9th Dean of the Lewis and Clark Law School
- In office 1973–1982

Personal details
- Born: February 27, 1934 Evanston, Illinois
- Died: April 19, 2002 (aged 68) Portland, Oregon
- Spouse: Judith Ann Carlisle ​(m. 1967)​
- Children: 1
- Alma mater: University of Southern California, 1956; Harvard Business School, 1960, MBA; University of Michigan Law School, 1963 JD.

Military service
- Branch/service: United States Navy
- Rank: Ensign

= Fred D. Fagg III =

American lawyer

Fred Dow Fagg III (February 27, 1934 – April 19, 2002) was the ninth dean of the Northwestern School of Law at Lewis & Clark, now Lewis and Clark Law School, in Portland, Oregon.

== Personal life ==
Fagg, the son of former President of the University of Southern California Fred D. Fagg, Jr., joined the law school in 1970 and served as dean from 1973 to 1982. While he was Dean, the law school gained full accreditation by the American Bar Association and the Association of American Law Schools. As a professor of law, Fagg taught Antitrust.

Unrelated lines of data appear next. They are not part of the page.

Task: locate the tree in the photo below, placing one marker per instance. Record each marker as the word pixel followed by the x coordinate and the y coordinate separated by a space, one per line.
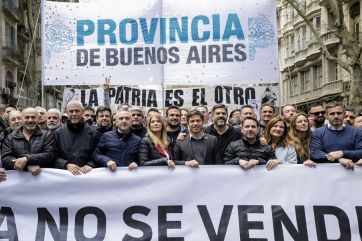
pixel 350 45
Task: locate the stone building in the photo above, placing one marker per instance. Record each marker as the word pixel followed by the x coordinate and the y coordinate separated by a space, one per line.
pixel 20 54
pixel 307 76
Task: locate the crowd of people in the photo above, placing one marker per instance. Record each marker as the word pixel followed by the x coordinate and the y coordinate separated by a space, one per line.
pixel 84 139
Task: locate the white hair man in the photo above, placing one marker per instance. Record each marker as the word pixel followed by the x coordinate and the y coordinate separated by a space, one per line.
pixel 54 117
pixel 75 142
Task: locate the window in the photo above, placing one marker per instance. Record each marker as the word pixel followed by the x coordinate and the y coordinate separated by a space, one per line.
pixel 9 35
pixel 318 75
pixel 317 26
pixel 336 71
pixel 318 23
pixel 294 85
pixel 305 75
pixel 304 36
pixel 290 46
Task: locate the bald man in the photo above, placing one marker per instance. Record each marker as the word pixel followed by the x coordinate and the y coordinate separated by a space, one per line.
pixel 28 148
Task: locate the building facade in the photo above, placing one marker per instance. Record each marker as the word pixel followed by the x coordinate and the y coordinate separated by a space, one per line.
pixel 307 76
pixel 20 54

Fagg received his bachelor's degree from the University of Southern California in 1956. He received an MBA from Harvard Business School in 1960 and a JD from the University of Michigan Law School in 1963. He then practiced antitrust law with Overton, Lyman and Prince.

In 1967, Fagg married Judith Ann Carlisle. They had one daughter, Catherine L. Carlisle.

Fagg died of melanoma on April 19, 2002. A study room in Wood Hall at Lewis & Clark law school is dedicated to "Fred D. Fagg."